Some signs that you may be filling up your time with “output-oriented” work include:
A prevalence of “one size fits all” bureaucratic processes like checklists, stage gates, and templates.
At first sight, such practices may appear to be innocent and efficient. They were probably introduced with good intentions, wanting to provide some structure and oversight. However, they can quickly snowball into dispiriting and bureaucratic monsters.
What’s more, such “one size fits all” bureaucratic practices shift the focus from the customer to the internal organisation. When work is dominated by creating output and jumping through organisational hoops, who is focusing on the outcomes your product is supposed to create? Of course, you need output to achieve outcome, but the point is that the outcome should always be the main priority and focus.
An exaggerated focus on long-term and detailed feature roadmaps.
As Eisenhower stated, “Plans are nothing, planning is everything”. Whilst I fully agree that the act of planning is extremely valuable, the level of confidence of such a long-term plan is often highly overestimated. As this meme intelligently states, estimates — which are inherently uncertain — are too easily treated as exact deadlines.
Secondly, whilst features are important, they don’t say anything about the outcome or value that you want to achieve. Or, even more importantly, how you are going to measure the value so that you can use this data to make better decisions in the future.
An obsession with output-oriented metrics, like test cases completed or sprint velocity.

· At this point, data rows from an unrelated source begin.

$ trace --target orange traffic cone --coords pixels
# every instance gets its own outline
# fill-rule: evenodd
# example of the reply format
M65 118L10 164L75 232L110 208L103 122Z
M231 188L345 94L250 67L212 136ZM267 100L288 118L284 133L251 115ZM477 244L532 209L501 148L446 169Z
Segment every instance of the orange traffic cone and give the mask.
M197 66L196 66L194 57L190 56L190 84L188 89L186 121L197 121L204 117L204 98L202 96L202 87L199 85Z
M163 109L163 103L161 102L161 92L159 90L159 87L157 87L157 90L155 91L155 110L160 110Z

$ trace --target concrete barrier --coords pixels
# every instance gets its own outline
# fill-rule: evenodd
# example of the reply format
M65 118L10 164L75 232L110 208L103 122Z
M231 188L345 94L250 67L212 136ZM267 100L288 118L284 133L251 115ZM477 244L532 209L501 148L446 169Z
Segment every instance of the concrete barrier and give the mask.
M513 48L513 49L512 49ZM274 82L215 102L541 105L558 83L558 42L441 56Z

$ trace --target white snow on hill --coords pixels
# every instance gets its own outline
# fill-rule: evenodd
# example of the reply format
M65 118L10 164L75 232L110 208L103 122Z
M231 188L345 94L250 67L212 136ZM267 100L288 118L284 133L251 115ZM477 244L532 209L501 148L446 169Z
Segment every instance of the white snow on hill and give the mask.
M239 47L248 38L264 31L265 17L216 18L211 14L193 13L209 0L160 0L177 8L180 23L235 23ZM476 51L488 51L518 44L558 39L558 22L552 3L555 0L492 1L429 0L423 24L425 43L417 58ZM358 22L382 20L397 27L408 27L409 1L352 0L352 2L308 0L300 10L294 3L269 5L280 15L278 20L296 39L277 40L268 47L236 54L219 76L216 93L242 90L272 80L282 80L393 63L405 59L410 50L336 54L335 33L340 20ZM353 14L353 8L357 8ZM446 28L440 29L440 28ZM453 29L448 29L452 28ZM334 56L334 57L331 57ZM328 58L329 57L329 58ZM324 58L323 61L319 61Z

The truth is that their value is limited. I would find it more useful to know whether the completed test cases are the ones with the most business value, or whether the sprint goal was met. On top of this, people often fail to understand that many of these metrics can be gamed or manipulated. For instance, I can increase the estimate for a story or I can complete the easy test cases first. By overtly focusing on these metrics, you are implicitly driving this behaviour and making those metrics even less useful.
However, my biggest gripe is that an output-oriented approach teaches people to stop thinking for themselves. It creates an organisation of followers where the desire to understand and solve problems is impeded by a strong emphasis on outputs like templates, deliverables, and timelines. What’s worse, an output-oriented approach destroys motivation, creativity, and innovation. It stops organisations from producing real value for their customers and will eventually lead to inferior products and a loss of market share.
It is time for organisations to start recognising the detrimental impact of output-oriented work and to start focusing on defining and achieving outcome. Believe me, the successful ones already have.